Why not to shoot black and white in camera

November 18, 2007 by Daniel | Filed Under Photography, Photoshop, Tutorial 

Most digital cameras have the option of capturing black and white images directly in the camera. It can be a nice feature to have sometimes. But you can achive much better results by doing the conversion yourself.

Difference

Digital camera sensors do not capture b&w images, they capture color images with three channels, each describing the lumniosity of each of the colors red, green and blue. Consequently, there is always a conversion taking place when you make a b&w photo. The three channels must be made into one grayscale channel. If you let the camera do that for you, you give up all control of how it is done, and how much of each channel is used in the mix.

If you do it in post processing on the other hand, you have full control. One way is using the channel mixer. It can be applied as an adjustment layer.

Channel Mixer

Check the Monochrome checkbox and you will get a grayscale image. The sliders control how much of each channel is used. The total percentage should be around 100%, but can vary pretty much from image to image.

To demonstrate the difference I’m going to convert this image of a bright yellow leaf you saw at the beginning of the post.

Maple leaf, Copyright 2007 Daniel Kvarfordt

If we choose the three color channels separately it looks like this.

Red: Red Channel Green: Green Channel Blue: Blue Channel

As you can see there is quite a bit of difference. In the red one the leaf is very bright, in the green the leaf has a nice texture but blends in too much with the background. In the blue channel the leaf is very dark and the background very bright.

If we convert this image using Image>Mode>Grayscale we get an image that looks like this:

Straight grayscale

This is about what you could expect to get from an in-camera b&w image. As you can see there is not much contrast between the leaf and the background. The image becomes hard to read and it looks really bad.

How would we use the information in the r,g,b channels to improve this image? We would like to have the texture from the green and the contrast from the red. The blue channel is useful in this case, because we can use it to darken the distracting background by adding a negative amount of it in the mix, without affecting the leaf much.

With the channel mixer

So above is my version using the channel mixer. Click here to see the settings I used: Channel mixer settings. Adding a simple curvers layer to get some more contrast I get this:

Finished

That’s a whole lot better than the first conversion if you ask me, although there is a finer gray scale in the previous version. It depends on what effect you want to archieve.

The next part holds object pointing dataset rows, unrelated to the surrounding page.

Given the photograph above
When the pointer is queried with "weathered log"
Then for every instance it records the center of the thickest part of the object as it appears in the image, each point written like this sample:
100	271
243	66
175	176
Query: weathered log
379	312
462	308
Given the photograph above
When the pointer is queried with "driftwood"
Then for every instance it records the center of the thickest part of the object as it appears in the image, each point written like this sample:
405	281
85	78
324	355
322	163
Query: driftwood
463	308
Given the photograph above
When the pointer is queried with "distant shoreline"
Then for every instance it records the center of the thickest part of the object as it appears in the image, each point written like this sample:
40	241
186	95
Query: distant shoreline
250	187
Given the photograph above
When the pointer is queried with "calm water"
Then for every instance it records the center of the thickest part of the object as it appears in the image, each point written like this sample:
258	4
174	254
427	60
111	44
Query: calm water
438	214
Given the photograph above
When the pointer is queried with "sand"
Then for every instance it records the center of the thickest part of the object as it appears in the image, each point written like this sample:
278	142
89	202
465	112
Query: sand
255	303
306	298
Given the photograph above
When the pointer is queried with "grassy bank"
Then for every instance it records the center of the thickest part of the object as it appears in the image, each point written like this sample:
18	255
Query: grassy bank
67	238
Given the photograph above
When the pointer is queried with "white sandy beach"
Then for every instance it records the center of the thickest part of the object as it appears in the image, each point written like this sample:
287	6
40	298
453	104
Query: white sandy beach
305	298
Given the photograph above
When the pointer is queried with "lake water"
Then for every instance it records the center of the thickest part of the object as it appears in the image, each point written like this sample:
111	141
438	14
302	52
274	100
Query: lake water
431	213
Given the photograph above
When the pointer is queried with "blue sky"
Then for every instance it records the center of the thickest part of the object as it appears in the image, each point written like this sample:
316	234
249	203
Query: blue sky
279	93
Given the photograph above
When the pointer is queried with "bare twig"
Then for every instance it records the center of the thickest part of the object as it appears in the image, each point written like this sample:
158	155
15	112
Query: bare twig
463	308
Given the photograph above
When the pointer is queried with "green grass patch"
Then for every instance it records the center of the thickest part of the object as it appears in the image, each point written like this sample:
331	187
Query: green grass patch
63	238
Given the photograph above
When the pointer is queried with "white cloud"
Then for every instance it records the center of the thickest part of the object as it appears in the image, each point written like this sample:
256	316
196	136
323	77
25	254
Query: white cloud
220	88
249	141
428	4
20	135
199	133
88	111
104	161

Changing the settings you can get very different results. Here is another version where I subtracted a bit more of the blue channel to almost remove the background completely:

Alternative version

You might notice this last image is pretty noisy in the background. As a rule of thumb, the blue channel is the noisiest one while the green is the least noisy and most detailed and the red is the most contrasty.

There are many other ways to convert to b&w than just the channel mixer, the “black & white” option in Photoshop cs3 is one.

Thanks for reading!

Comments

3 Responses to “Why not to shoot black and white in camera”

  1. Timur I. Alhimenkov on January 28th, 2009 3:10

    Wow! Thank you!
    I always wanted to write in my site something like that. Can I take part of your post to my blog?
    Of course, I will add backlink?

    Regards, Reader

  2. Daniel on February 5th, 2009 0:05

    Hi, yes it’s okay. Glad you liked it!

  3. Yoga on March 27th, 2009 8:14

    Wow, you give me new ideas. So far uninterested to shoot B&W in digital because it’s so different than when I shot on orthochromatic film. Even your suggestion is better because I can choose how color is mixed than in film :D More flexibility than on-camera color filter. Thanks.